ユーザーが入力した値から渡される値には、FieldDisplayName
と IndexName
のペアを使用できます。 固定または事前定義されていて、エンドユーザーが渡すことができない値の場合は、ConstantValue
と IndexName
のペアを使用できます。 この意味において、NavigationSteps レコードは 2 つのフィールドで構成されます。
- Indices:
Value.NativeQuery
関数のターゲットを含むレコードに移動するために使用するフィールドと値を定義します。 - FieldAccess: ターゲット (通常はテーブル) を保持するフィールドを定義します。
DefaultOptions
DefaultOptions
フィールドを使用すると、コネクタのネイティブ クエリ機能を使用するときに、オプションのパラメーターを Value.NativeQuery
関数に渡すことができます。
ネイティブ クエリの後にクエリ フォールディングを保持するには、コネクタにクエリ フォールディング機能があると仮定して、EnableFolding = true
に次のサンプル コードを使用できます。
NativeQueryProperties = [
NavigationSteps = {
[
Indices = {
[
FieldDisplayName = "database",
IndexName = "Name"
],
[
ConstantValue = "Database",
IndexName = "Kind"
]
},
FieldAccess = "Data"
]
},
DefaultOptions = [
EnableFolding = true
]
]
これらの変更を加えたら、コネクタを構築し、テストと検証のために Power BI Desktop に読み込みます。
コネクタをテストして検証する
新しいカスタム コネクタを配置した Power BI Desktop で、データの取得 エクスペリエンスからコネクタを起動します。 コネクタを起動すると、ダイアログに Native query という名前の長いテキスト フィールドが表示され、括弧内にコネクタが機能するために必要なフィールドが含まれていることがわかります。 コネクタのテスト時に以前に入力したサーバー、データベース、SQL ステートメントと同じ値を入力します。

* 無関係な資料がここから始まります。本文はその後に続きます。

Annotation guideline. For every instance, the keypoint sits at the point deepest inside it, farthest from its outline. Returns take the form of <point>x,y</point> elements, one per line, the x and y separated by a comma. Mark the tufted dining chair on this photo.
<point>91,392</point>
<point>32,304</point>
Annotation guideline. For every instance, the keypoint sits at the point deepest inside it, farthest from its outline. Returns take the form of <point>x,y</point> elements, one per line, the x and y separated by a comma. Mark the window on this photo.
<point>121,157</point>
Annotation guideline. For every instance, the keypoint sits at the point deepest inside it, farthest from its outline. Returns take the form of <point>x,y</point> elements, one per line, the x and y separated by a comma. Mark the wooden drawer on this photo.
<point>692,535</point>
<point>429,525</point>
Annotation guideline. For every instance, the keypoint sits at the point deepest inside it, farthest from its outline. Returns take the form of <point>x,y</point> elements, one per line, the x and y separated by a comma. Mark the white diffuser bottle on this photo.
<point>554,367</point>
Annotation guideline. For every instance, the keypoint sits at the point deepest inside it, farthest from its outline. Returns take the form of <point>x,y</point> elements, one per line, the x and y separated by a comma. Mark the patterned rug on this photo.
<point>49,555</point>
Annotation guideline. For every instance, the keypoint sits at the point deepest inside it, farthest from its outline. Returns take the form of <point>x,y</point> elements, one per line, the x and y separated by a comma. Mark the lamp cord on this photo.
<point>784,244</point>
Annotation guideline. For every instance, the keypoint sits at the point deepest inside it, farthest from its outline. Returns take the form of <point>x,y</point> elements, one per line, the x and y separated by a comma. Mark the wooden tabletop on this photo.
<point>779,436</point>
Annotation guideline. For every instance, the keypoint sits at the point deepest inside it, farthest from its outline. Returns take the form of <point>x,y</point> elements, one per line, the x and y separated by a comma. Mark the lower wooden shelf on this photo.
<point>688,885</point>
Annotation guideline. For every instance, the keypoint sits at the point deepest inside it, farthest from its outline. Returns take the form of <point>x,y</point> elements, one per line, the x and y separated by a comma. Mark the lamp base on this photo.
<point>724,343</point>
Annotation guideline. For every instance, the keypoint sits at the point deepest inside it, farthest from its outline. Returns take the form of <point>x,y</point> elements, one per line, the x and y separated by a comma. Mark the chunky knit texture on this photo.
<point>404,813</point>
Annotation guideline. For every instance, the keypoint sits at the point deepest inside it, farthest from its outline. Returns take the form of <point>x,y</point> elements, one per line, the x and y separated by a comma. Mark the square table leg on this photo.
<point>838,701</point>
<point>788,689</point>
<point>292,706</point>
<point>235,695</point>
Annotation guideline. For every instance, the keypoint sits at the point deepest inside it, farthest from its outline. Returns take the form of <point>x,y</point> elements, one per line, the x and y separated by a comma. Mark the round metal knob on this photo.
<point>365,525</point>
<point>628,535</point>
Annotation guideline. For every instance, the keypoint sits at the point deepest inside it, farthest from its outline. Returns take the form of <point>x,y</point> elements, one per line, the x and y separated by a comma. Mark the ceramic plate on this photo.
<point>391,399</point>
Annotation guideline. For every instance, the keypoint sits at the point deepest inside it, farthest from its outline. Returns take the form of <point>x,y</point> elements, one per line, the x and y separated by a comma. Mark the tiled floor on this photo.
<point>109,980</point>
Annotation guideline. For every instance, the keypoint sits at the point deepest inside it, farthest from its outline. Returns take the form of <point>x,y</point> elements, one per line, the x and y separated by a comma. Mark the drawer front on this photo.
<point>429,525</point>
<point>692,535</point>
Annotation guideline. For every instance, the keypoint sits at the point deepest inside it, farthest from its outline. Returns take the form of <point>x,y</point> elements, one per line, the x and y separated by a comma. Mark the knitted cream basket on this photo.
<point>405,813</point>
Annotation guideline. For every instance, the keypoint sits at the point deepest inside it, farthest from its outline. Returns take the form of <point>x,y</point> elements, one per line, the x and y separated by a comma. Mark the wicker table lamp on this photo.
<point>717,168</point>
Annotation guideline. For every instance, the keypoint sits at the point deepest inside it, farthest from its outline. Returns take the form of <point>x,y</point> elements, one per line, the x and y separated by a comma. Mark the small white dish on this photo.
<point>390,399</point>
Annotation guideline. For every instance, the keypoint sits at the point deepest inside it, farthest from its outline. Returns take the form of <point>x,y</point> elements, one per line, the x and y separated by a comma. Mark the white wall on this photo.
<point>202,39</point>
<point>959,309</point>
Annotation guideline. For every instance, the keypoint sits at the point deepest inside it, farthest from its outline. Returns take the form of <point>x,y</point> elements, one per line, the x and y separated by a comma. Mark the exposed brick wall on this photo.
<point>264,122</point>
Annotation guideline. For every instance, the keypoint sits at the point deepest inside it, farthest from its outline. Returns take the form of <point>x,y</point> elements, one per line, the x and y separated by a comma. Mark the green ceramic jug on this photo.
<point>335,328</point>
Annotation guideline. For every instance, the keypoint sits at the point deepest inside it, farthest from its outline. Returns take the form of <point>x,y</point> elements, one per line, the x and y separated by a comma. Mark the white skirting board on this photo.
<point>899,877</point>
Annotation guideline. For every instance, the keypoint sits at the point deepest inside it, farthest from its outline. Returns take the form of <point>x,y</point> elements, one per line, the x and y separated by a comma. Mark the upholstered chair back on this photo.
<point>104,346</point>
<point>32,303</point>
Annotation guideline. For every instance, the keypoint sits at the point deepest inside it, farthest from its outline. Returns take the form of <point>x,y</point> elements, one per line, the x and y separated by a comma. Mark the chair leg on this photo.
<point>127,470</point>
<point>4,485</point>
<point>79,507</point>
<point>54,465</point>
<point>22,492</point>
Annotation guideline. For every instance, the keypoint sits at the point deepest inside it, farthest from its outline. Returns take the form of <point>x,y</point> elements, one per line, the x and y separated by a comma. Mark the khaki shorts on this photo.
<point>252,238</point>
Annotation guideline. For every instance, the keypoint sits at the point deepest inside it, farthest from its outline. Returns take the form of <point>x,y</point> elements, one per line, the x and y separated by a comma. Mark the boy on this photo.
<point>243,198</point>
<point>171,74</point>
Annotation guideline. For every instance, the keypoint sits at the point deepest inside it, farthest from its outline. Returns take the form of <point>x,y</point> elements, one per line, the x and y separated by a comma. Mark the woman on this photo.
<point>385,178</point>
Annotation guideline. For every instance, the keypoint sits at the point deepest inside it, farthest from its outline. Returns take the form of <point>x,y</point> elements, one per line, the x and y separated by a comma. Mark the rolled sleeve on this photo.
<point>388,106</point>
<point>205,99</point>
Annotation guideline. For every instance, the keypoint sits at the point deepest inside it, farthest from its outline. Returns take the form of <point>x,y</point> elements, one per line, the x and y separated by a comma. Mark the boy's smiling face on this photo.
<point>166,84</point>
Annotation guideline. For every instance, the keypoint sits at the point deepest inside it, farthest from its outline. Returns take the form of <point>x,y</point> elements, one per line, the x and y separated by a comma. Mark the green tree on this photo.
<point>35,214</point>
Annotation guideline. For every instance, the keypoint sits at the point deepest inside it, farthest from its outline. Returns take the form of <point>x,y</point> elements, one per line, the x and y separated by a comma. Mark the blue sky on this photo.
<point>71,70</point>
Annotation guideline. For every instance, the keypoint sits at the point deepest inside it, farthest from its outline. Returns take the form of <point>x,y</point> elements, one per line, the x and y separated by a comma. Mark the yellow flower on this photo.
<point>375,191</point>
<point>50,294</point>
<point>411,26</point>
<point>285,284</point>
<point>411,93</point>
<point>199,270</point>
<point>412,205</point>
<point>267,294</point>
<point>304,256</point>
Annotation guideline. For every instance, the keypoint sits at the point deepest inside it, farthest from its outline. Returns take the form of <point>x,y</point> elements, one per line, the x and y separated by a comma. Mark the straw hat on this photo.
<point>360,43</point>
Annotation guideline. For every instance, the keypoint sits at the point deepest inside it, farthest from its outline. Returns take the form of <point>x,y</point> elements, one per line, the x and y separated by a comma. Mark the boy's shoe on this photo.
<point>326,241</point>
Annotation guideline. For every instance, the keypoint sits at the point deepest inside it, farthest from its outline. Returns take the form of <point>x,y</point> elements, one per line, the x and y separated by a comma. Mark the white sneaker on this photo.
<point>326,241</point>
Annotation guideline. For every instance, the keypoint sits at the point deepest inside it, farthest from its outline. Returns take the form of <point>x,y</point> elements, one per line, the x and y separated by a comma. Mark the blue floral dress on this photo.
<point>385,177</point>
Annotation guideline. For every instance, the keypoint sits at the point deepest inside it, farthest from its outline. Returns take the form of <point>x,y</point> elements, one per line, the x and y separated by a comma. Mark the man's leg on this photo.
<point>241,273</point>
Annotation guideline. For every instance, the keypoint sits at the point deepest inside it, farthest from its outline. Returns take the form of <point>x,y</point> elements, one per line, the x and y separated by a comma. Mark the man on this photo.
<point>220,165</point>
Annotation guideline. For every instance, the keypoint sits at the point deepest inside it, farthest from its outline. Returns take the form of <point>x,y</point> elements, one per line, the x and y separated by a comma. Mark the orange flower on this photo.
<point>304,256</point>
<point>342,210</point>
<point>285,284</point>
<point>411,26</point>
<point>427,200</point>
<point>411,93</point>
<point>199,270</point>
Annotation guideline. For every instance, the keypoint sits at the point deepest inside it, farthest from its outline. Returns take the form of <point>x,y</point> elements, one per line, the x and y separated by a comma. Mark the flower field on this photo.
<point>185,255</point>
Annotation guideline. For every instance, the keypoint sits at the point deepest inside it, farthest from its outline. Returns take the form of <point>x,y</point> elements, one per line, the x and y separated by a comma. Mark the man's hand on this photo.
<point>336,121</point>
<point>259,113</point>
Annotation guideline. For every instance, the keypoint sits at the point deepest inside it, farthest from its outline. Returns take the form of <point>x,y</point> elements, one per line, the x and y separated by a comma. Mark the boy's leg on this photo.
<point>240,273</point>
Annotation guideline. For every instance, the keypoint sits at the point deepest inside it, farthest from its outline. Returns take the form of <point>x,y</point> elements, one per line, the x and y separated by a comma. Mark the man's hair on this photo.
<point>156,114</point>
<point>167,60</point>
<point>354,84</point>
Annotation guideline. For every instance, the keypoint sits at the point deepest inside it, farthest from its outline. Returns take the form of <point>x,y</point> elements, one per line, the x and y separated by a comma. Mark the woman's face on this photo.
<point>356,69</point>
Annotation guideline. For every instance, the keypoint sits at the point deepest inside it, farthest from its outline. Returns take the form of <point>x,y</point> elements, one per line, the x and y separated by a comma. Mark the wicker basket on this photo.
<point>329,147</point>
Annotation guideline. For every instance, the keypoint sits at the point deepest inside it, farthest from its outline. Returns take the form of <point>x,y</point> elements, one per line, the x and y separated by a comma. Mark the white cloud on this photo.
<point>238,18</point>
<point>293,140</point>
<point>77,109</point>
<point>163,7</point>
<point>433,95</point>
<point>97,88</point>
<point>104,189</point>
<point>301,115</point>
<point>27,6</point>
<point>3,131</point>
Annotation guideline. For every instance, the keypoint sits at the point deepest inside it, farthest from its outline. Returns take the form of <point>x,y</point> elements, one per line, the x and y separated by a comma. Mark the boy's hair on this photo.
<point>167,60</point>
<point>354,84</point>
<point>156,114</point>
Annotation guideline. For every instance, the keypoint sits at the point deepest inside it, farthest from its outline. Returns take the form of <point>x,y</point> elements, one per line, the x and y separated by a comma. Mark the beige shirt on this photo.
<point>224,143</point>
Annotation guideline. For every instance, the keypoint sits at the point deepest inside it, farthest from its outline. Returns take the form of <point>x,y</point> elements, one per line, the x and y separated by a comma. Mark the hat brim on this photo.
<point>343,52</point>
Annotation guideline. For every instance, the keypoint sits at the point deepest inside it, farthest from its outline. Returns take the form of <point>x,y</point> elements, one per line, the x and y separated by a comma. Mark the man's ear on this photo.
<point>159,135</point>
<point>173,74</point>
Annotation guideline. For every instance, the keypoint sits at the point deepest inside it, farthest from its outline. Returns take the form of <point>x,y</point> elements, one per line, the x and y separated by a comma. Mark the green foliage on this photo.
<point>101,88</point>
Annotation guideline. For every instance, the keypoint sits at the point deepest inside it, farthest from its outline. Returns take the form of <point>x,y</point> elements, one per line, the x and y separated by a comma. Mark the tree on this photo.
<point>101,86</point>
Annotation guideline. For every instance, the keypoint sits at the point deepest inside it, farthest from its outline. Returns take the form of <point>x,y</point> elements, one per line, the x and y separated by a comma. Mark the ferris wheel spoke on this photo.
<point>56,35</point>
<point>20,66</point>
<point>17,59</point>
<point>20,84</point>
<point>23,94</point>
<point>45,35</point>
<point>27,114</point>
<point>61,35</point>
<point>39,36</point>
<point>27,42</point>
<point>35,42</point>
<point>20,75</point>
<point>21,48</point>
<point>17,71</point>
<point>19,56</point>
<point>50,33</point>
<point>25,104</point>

OK を選択すると、実行されたネイティブ クエリのテーブル プレビューが新しいダイアログに表示されます。
[OK] を選択します。 新しいクエリが Power Query エディター内に読み込まれるので、必要に応じてコネクタのさらなるテストを行うことができます。
Note
コネクタにクエリ フォールディング機能があり、 Value.NativeQuery
のオプション レコードの一部として EnableFolding=true
を明示的に定義している場合は、Power Query エディターでさらに変換がソースにフォールド バックするかどうかを確認して、コネクタをさらにテストできます。